About 20 minutes later I went out to check the temperature and saw flames shooting out of the side of the grill.

Doesn't that just bring tears to your eyes?

The slabs of pork belly had caught fire. We had to pull them out with long tongs and put them in the fire pit and smother them with the lid of the cast iron dutch oven. We’re still trying to decide whether to try and salvage what’s left or just throw them away.

The bacon conflagration

The rest of dinner, thankfully, was fantastic. We took the coils of sausage I made Saturday, speared them with perpendicular metal skewers, grilled them until almost done, and then finished them in a simmering bath of beer and sauteed sweet peppers. I love cooking fresh sausage this way and the extra moisture from the final beer braise kept the lower-fat sausages from drying out.

I also made poutine for the first time. Poutine is a Canadian dish, but I made a Southern version with sweet potatoes from the farmer’s market, locally made cheese, and gravy made from pork roast drippings.

Poutine, y’all

6 big sweet potatoes, cut for steak fries
olive oil
2-3 tbl Cajun or blackening seasoning
2 cups brown gravy, however you want to make it
1 lb Wainwright Dairy fresh cheddar curds (Get ‘em at Wards!)
Plenty of cracked pepper

Heat oven to 450. Toss cut up sweet potatoes with olive oil and plenty of blackening or Cajun seasoning. Roast in the oven for 20 minutes, and then turn them all over and roast until well browned and soft on the inside. You may have to cook them in batches. Heat gravy to simmering. Once all the fries are done, put them all in a baking dish. Separate the cheddar curds with your fingers and scatter over the fries, then pour over the piping hot gravy. Hit with a final blast of black pepper.

Then back away quickly so you’re not trampled by the ravening hordes.

Charcutepalooza, here we come

Last night my father and I made our first forays into charcuterie. I have been hoarding pork belly from the last several pigs and we finally set a date to begin our new food producing adventure.

I first heard about Charcutepalooza, a year of food projects based on Michael Ruhlman & Brian Polcyn’s book Charcuterie: The Craft of Salting, Smoking, and Curing, on Punk Domestics. I was immediately interested but it was too late to join in on the fun. I ordered the book, read the Charcutepalooza blog posts there and on the dozens of other blogs participating, and then started reading the book. Then last month we started gathering the ingredients, and I knew when I saw the perfect three-pound thin whole pork belly from this wild hog that it was time to start.

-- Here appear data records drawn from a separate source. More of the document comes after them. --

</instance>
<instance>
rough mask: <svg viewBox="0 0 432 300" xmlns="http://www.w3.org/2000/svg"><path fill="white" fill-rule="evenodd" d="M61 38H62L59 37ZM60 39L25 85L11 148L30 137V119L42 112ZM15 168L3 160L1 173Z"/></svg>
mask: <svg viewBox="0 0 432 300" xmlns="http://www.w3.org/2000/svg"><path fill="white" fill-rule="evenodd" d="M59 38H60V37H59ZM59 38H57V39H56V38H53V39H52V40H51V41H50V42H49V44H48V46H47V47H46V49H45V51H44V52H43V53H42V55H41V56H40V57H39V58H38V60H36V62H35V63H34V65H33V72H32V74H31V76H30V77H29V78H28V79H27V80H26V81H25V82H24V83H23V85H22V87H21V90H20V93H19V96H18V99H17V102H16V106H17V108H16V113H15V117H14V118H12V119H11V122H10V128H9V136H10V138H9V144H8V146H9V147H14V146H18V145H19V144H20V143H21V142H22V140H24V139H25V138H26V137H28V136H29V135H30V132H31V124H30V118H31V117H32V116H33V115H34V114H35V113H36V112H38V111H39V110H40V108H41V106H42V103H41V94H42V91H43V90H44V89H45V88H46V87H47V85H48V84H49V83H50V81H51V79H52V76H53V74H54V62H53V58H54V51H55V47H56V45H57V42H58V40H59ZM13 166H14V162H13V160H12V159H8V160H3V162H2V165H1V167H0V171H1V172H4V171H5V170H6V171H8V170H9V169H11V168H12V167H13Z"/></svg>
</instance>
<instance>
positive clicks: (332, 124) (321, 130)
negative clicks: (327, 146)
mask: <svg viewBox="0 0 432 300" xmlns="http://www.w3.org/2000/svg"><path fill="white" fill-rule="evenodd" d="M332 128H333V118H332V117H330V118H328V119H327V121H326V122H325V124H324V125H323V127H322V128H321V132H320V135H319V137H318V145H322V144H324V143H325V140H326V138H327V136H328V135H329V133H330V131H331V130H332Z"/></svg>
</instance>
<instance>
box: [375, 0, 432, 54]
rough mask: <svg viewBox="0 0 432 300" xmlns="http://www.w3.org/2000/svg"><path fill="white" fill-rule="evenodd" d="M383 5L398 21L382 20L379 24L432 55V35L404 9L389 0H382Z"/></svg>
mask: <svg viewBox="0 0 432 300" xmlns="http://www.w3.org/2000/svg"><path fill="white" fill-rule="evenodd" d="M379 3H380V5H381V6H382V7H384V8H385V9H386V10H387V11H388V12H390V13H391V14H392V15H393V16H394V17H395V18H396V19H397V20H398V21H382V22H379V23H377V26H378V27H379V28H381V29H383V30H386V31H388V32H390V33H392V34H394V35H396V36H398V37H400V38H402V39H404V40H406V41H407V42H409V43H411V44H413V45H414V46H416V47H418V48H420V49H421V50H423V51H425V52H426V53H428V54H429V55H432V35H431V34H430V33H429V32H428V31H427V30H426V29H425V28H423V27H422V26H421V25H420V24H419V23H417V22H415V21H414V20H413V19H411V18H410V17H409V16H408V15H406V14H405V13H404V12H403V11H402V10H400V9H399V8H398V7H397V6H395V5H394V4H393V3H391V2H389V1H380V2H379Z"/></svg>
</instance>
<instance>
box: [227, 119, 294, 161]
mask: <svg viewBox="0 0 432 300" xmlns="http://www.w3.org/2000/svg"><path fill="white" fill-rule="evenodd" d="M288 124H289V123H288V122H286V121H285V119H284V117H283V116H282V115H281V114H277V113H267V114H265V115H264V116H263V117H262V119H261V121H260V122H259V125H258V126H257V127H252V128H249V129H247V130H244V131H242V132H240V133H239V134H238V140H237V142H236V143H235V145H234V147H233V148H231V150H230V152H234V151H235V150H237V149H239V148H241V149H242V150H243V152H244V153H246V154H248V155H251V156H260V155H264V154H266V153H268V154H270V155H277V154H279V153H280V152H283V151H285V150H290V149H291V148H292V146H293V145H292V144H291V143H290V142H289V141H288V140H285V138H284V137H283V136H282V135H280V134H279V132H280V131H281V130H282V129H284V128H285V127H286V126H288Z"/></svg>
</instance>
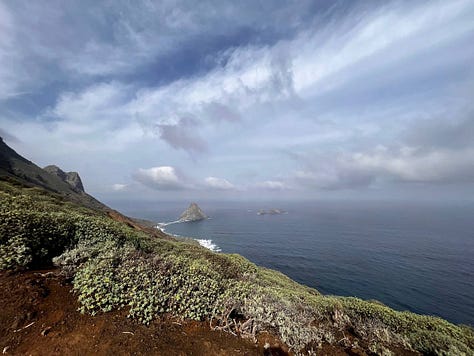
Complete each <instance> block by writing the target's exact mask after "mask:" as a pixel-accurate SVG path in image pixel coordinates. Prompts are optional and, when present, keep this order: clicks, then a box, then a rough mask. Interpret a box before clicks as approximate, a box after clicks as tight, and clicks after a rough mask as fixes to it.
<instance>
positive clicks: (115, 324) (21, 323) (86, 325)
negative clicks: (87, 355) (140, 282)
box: [0, 270, 415, 356]
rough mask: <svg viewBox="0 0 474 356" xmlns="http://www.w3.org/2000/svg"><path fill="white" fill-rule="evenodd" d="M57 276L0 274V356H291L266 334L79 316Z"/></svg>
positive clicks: (76, 304)
mask: <svg viewBox="0 0 474 356" xmlns="http://www.w3.org/2000/svg"><path fill="white" fill-rule="evenodd" d="M57 272H58V270H41V271H25V272H11V271H0V352H2V353H3V354H4V355H90V354H94V355H130V354H133V355H166V356H168V355H268V356H269V355H293V354H292V353H291V352H289V351H288V347H287V346H286V345H285V344H283V343H282V342H281V341H279V340H278V339H277V338H276V337H274V336H272V335H271V334H268V333H260V334H259V335H258V340H257V343H254V342H253V341H252V340H249V339H243V338H240V337H237V336H234V335H232V334H230V333H226V332H223V331H215V330H211V329H210V328H209V324H208V323H207V322H195V321H182V320H178V319H173V318H170V317H162V318H161V319H158V320H155V321H153V322H152V323H151V324H150V325H149V326H145V325H143V324H141V323H139V322H137V321H135V320H132V319H129V318H127V312H126V311H125V310H121V311H114V312H109V313H102V314H99V315H96V316H90V315H83V314H81V313H79V312H78V311H77V308H78V306H79V304H78V301H77V298H76V296H75V295H74V294H73V293H72V292H71V284H70V283H68V282H67V281H65V280H64V278H63V277H61V276H59V275H58V273H57ZM361 346H362V345H361ZM311 349H312V350H316V354H317V355H328V356H335V355H338V356H339V355H357V356H364V355H367V353H366V352H365V351H364V348H357V349H354V348H352V347H350V346H349V347H348V346H347V345H346V347H343V346H339V345H337V346H336V345H327V344H324V345H320V346H319V347H317V346H316V345H315V347H313V348H311ZM308 350H309V348H308V349H307V351H308ZM392 352H394V354H396V355H413V354H415V353H411V352H406V351H405V350H401V349H392ZM368 354H371V353H370V352H369V353H368Z"/></svg>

So last night, after an insanely delicious dinner of pork belly bulgogi with fish cake and sweet lap xiong sausages, fresh winter kimchi, shredded cuttlefish, and hot rice, we got to work.

my small marble mortar and sad broken pestle was not up for this task, and we quickly resorted to the blender.

First we mixed up the basic cure using “pink salt”, kosher salt, and sugar, then the savory cure for the bacon. I know most people like sugar-cured bacon, and there is some sugar in the cure, but my husband and my father are both diabetic and I wanted them to be able to enjoy this bacon. So first we used my small marble mortar and pestle to crush peppercorns, bay leaves and garlic together. Then we slathered the bacon pieces in the cure, dropped them carefully into plastic bags, and put them in a deep casserole dish in the fridge.

This is the two pieces of proto-bacon. When this is done curing so the meat is firm and then smoked, it will then be proper bacon.

Then we started on the pancetta. As soon as I saw this large thin piece of pork belly I knew it had to be used for pancetta. It’s too thin for sliced bacon but perfect for rolling. We realized that my little mortar and pestle would not be up for this cure, we dumped the mixture in a blender and pulverized it all together, then rubbed it into the meat.

This is proto-pancetta, in its initial cure of salt, sugar, pink salt/sodium nitrite, pepper, juniper berries, garlic, bay leaves, nutmeg and thyme.